The idea is not do do science. The idea is to loosely systematize and conceptualize innovation. To generate options and create a failure tolerant system.
I'm sure improvements could be made... but this isn't about being a valid or invalid expirement.
> The idea is not do do science. The idea is to loosely systematize and conceptualize innovation.
Why are you acting like these are completely different frameworks? You have the same goalsWhen you A/B test generally mistakes are reversible and will not make your company bankrupt or lose your job. Something being a 1 in 20 fluke is acceptable risk, you'll get most decisions right. Compare this however to hairy decisions on entering a new market or creating a new product line, there are no A/B tests or scientific frameworks here, you gather all the evidence you can, estimate the risk and make a decision
> The problem is there can be a large number of potential comparisons when the details of data analysis are highly contingent on data, without the researcher having to perform any conscious procedure of fishing or examining multiple p values. We discuss in the context of several examples of published papers where data-analysis decisions were theoretically-motivated based on previous literature, but where the details of data selection and analysis were not pre specified and, as a result, were contingent on data.

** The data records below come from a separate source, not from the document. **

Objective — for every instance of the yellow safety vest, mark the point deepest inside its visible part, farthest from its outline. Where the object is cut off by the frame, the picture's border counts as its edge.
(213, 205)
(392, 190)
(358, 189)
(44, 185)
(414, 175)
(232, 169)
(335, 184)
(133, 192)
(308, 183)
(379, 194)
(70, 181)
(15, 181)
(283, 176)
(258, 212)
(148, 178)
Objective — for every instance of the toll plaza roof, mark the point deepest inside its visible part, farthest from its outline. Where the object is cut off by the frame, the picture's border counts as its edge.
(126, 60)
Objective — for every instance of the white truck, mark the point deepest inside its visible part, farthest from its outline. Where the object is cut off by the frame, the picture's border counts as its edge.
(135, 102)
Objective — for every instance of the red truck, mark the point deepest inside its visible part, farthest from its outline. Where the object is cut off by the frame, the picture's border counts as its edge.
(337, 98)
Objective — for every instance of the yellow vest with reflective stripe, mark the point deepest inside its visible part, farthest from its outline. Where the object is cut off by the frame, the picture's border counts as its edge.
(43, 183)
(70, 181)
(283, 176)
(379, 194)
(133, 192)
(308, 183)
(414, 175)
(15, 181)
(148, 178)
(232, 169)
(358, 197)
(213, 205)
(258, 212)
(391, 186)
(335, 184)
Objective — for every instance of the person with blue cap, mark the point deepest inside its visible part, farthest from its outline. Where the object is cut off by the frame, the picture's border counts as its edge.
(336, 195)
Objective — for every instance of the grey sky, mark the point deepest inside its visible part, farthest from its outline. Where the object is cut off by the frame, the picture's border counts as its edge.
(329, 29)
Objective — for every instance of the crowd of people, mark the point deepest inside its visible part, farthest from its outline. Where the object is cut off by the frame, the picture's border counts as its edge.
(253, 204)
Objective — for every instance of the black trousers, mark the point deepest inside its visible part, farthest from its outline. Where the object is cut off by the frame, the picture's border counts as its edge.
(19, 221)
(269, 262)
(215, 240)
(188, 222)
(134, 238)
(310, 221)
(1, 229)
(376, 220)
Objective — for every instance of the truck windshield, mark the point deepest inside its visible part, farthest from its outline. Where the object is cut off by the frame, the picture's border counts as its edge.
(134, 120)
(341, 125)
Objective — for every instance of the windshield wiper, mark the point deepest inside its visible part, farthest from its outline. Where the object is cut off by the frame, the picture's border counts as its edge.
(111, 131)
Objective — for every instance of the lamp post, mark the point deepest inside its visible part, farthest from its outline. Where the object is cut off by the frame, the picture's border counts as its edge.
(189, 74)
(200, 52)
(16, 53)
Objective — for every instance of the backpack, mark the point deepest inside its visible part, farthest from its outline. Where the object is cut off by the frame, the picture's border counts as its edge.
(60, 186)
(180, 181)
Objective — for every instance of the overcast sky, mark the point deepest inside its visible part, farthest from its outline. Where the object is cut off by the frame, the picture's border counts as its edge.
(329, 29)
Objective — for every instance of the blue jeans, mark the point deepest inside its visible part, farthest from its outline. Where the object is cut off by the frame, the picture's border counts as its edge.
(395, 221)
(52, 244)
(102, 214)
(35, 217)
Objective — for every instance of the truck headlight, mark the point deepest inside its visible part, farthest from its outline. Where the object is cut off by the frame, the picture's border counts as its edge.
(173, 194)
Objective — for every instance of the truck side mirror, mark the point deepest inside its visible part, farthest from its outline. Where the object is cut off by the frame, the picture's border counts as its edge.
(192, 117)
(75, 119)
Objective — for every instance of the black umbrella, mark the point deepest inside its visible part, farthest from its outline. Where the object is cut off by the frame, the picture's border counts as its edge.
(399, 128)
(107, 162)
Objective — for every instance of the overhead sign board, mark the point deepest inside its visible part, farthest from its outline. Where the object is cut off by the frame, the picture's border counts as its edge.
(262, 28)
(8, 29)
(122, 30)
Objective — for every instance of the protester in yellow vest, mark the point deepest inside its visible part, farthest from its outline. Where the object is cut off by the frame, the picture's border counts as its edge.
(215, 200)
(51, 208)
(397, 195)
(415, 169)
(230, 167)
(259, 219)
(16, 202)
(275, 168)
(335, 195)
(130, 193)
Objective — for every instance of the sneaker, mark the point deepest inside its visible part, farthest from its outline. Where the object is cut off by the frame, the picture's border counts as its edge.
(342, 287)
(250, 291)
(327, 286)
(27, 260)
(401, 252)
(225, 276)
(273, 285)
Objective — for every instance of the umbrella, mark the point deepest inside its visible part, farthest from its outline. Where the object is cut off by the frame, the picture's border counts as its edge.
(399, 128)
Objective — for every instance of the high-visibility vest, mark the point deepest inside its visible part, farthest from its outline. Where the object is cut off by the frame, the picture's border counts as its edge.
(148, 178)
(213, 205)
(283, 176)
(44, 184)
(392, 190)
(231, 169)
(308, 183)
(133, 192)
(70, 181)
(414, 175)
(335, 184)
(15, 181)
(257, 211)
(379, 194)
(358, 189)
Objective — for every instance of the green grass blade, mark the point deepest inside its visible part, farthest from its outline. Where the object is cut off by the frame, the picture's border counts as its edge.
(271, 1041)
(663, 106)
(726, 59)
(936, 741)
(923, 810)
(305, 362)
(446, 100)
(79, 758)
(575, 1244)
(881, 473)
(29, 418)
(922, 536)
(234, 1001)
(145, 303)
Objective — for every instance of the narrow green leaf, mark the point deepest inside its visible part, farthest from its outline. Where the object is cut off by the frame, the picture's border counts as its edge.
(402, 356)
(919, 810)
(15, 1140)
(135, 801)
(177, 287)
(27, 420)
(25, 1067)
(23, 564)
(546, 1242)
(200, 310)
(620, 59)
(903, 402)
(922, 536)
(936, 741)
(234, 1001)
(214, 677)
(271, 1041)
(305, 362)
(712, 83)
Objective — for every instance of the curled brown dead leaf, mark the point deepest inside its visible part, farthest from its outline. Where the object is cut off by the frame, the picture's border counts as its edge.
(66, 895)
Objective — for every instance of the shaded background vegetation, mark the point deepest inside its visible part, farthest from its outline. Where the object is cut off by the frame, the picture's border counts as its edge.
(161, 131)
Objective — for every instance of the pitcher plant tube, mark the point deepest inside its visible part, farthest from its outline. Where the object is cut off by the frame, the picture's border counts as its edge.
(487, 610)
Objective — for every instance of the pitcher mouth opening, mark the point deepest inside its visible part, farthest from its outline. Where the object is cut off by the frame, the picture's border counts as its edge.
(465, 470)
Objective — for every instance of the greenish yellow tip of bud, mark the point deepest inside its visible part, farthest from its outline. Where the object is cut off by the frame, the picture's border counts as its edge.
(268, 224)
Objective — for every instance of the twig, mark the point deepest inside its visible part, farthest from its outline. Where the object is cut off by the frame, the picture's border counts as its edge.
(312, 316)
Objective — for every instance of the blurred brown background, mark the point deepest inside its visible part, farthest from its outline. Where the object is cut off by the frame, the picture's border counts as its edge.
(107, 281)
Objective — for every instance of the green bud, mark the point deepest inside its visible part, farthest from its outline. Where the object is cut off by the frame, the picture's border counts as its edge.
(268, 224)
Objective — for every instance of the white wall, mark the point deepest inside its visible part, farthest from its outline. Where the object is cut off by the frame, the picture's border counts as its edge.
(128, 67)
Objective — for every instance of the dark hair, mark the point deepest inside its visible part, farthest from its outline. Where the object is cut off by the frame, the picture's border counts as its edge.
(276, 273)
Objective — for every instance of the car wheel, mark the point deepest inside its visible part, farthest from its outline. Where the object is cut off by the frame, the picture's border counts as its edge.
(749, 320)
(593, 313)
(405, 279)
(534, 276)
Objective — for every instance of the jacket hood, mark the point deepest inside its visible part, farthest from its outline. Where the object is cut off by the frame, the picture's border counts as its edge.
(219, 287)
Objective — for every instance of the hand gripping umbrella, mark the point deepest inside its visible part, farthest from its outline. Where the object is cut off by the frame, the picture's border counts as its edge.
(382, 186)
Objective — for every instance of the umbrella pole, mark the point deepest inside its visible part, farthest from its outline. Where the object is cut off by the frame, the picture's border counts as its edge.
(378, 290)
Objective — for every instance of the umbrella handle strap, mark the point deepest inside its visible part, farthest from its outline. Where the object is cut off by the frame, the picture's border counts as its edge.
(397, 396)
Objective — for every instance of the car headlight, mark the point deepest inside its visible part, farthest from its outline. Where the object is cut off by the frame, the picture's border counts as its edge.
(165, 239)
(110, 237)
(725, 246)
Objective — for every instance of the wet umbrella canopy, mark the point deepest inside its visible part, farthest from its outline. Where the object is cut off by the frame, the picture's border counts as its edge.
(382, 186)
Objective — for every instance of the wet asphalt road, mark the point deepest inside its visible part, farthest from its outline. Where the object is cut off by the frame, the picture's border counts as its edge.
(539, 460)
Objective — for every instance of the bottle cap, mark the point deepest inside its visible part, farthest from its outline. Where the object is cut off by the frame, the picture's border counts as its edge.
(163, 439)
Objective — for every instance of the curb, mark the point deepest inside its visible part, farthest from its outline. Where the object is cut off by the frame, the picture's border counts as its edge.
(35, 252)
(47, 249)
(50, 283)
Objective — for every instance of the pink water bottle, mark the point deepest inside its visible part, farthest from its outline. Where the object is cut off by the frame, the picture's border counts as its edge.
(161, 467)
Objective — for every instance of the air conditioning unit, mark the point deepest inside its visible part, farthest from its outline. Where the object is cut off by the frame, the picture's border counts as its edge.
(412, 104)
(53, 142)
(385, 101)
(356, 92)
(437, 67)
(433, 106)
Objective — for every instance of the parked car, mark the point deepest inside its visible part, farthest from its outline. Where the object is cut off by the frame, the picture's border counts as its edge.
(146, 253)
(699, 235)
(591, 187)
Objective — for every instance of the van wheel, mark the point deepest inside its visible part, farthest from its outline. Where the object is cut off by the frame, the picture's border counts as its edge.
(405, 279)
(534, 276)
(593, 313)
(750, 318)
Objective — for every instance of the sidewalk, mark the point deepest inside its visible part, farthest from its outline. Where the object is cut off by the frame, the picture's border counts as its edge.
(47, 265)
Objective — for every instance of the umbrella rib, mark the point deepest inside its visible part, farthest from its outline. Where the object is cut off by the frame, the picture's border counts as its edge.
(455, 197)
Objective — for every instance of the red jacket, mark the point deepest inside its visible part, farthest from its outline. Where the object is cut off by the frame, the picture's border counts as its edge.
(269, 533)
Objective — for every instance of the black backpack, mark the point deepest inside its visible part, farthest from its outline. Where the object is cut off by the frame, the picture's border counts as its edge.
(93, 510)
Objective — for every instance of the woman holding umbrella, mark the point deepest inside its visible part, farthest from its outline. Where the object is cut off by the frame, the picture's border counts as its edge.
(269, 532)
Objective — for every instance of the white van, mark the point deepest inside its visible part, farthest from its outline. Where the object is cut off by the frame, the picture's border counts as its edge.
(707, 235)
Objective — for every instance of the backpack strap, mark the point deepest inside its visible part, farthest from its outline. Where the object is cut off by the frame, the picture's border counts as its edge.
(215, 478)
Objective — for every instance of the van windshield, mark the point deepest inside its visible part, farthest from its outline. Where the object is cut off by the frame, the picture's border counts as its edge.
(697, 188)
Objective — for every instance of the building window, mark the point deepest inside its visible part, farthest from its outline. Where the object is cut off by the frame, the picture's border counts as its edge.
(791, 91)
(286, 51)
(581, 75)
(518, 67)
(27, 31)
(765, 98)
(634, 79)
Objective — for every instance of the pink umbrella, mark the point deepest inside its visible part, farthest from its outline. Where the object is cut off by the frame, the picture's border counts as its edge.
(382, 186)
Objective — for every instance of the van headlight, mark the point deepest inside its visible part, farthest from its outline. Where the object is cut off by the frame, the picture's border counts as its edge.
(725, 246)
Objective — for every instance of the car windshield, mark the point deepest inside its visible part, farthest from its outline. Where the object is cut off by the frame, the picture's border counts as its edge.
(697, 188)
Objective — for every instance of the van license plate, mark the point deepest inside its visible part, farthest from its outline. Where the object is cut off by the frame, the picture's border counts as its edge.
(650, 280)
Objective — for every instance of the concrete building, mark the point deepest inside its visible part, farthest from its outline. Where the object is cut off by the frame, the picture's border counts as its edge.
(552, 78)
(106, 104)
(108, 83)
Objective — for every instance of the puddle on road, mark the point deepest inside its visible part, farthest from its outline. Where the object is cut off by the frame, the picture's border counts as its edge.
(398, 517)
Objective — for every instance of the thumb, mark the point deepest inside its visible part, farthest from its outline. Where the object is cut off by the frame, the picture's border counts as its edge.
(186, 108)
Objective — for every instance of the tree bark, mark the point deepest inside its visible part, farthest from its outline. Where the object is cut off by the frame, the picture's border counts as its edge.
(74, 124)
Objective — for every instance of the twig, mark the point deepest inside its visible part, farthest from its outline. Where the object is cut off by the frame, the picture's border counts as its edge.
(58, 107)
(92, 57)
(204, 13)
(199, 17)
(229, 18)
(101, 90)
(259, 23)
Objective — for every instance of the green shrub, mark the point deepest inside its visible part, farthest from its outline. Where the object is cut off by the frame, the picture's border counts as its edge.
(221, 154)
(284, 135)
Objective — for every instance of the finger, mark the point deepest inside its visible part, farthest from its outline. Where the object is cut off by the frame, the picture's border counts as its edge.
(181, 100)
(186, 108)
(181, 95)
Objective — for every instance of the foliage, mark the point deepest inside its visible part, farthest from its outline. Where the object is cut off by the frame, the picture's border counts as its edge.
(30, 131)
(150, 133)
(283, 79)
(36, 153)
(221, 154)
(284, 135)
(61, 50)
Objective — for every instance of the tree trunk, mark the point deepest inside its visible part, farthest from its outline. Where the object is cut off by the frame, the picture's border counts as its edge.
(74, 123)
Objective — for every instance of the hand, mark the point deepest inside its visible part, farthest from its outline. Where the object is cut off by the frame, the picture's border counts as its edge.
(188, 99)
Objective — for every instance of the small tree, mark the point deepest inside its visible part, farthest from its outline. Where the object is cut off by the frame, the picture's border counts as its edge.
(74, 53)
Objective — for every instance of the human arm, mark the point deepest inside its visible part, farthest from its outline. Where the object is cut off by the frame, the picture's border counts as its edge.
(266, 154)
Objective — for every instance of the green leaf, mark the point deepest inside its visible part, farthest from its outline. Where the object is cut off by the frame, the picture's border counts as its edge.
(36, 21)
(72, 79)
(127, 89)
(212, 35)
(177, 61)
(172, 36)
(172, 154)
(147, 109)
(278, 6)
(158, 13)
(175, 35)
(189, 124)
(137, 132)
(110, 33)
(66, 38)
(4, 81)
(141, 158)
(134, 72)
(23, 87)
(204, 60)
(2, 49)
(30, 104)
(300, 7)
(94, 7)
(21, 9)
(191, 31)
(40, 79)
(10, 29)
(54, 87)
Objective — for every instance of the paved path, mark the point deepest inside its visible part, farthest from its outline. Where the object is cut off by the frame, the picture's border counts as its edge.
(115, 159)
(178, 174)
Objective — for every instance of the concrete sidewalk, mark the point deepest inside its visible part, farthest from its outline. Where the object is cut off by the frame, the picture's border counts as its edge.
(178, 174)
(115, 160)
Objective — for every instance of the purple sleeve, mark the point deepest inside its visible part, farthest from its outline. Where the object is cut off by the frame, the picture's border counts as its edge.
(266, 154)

Not only are expriments commonly multi-arm, you also repeat your experiment (usually after making some changes) if the previous experiment failed / did not pass the launch criteria.
This is further complicated by the fact that lauch criteria is usually not well defined ahead of time. Unless it's a complete slam dunk, you won't know until your launch meeting whether the experiment will be approved for launch or not. It's mostly vibe based, determined based on tens or hundreds of "relevant" metric movements, often decided on the whim of the stakeholder sitting at the lauch meeting.